CQCL / lambeq

A high-level Python library for Quantum Natural Language Processing
https://cqcl.github.io/lambeq-docs
Apache License 2.0
451 stars 108 forks source link

BobCat fails to parse with extra addition of "the" to a sentence. #121

Closed abuzomol closed 8 months ago

abuzomol commented 1 year ago

I have been trying run this code:

import warnings
warnings.filterwarnings("ignore")
import os
os.environ["TOKENIZERS_PARALLELISM"] = "false"

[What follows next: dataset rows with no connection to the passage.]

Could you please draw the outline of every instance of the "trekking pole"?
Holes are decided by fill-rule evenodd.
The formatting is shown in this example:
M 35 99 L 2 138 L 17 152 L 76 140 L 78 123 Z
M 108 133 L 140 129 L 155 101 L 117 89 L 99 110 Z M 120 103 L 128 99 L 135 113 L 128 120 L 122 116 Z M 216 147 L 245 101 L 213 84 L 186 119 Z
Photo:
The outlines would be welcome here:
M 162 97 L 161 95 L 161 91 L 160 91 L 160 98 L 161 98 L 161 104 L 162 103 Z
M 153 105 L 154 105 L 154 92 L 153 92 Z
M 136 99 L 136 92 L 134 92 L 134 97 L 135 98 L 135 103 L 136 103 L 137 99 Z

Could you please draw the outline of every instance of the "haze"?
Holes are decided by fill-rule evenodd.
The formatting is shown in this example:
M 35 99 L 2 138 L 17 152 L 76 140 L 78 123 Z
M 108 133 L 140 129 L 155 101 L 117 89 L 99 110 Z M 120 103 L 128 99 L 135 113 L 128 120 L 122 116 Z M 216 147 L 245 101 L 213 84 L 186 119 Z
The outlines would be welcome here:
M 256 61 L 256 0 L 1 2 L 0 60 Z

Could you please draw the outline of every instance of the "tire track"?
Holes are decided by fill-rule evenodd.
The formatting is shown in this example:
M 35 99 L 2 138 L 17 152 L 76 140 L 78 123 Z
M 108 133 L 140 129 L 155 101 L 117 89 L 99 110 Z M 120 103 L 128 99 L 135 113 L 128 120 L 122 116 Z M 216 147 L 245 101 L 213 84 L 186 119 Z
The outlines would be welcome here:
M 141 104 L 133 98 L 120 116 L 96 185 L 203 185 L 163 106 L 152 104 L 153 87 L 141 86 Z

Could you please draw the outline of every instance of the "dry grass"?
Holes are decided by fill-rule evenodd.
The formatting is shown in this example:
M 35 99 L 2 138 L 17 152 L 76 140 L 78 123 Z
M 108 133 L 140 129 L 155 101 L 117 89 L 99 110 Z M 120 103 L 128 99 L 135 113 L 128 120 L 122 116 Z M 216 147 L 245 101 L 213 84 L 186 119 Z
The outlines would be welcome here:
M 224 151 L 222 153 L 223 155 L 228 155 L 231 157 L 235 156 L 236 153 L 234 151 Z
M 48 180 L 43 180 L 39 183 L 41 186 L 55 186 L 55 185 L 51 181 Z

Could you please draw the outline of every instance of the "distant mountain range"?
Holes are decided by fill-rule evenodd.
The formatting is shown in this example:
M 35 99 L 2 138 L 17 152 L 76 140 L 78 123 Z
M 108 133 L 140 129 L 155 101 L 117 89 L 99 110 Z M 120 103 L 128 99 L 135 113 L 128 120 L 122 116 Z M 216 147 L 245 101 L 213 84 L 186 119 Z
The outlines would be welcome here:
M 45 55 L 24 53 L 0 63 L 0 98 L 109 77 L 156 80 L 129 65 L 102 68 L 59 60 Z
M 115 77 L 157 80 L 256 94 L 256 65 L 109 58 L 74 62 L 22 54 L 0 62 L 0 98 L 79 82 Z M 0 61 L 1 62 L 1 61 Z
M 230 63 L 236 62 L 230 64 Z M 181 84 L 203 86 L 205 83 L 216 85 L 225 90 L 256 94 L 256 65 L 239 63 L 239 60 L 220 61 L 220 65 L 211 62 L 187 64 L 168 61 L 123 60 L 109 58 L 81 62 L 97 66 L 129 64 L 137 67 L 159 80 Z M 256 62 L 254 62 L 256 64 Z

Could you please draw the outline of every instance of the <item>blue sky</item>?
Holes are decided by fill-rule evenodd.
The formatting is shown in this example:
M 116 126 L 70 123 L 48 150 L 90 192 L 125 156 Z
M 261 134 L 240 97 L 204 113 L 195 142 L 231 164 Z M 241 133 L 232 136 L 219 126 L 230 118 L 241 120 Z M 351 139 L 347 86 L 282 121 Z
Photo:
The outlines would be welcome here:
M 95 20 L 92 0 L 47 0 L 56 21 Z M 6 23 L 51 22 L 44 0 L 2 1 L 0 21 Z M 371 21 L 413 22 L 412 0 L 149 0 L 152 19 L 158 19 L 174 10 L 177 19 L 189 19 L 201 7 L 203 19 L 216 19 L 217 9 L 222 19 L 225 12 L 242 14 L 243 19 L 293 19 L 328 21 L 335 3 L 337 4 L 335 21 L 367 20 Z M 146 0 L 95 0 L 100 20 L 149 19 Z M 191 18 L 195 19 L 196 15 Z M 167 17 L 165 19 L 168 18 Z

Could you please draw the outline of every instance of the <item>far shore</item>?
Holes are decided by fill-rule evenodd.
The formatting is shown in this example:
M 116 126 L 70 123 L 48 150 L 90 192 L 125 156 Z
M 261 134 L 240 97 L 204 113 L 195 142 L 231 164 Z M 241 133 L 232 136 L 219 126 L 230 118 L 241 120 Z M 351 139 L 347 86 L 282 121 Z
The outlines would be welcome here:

from discopy.grammar.pregroup import Spider, Ty, Id, Box, Diagram, Word
from lambeq import DepCCGParser, pregroups

from lambeq import TreeReader, TreeReaderMode

reader = TreeReader(mode=TreeReaderMode.RULE_ONLY)

sent = "Avoiding processed and sugary foods is important for reducing the risk of chronic diseases such as diabetes , obesity , and heart disease ."

tree_diagram = reader.sentence2diagram(sent,suppress_exceptions=False)
print(tree_diagram)

which gives the error: Illegal use of UNK: unknown CCG rule.

However, if we run the same program with the following sentence after removing "the", it runs succesffuly.

...
sent = "Avoiding processed and sugary foods is important for reducing risk of chronic diseases such as diabetes , obesity , and heart disease ."
...

My attempt to debug the issue has reached a point where the conjunction in "and sugary food" was causing the error by having mismtach CCGRule type in "call" function in CCGRule class. Not sure why this is happening and how to solve it. Any ideas?

Thanks!

dimkart commented 12 months ago

Hi @abuzomol and thanks for spotting this. There is indeed an issue in Bobcat, which seems it's missing a translation for a special case of conjunction. We will look at this and fix it soon.

dimkart commented 8 months ago

This is now fixed in version 0.4. The issue will be closed.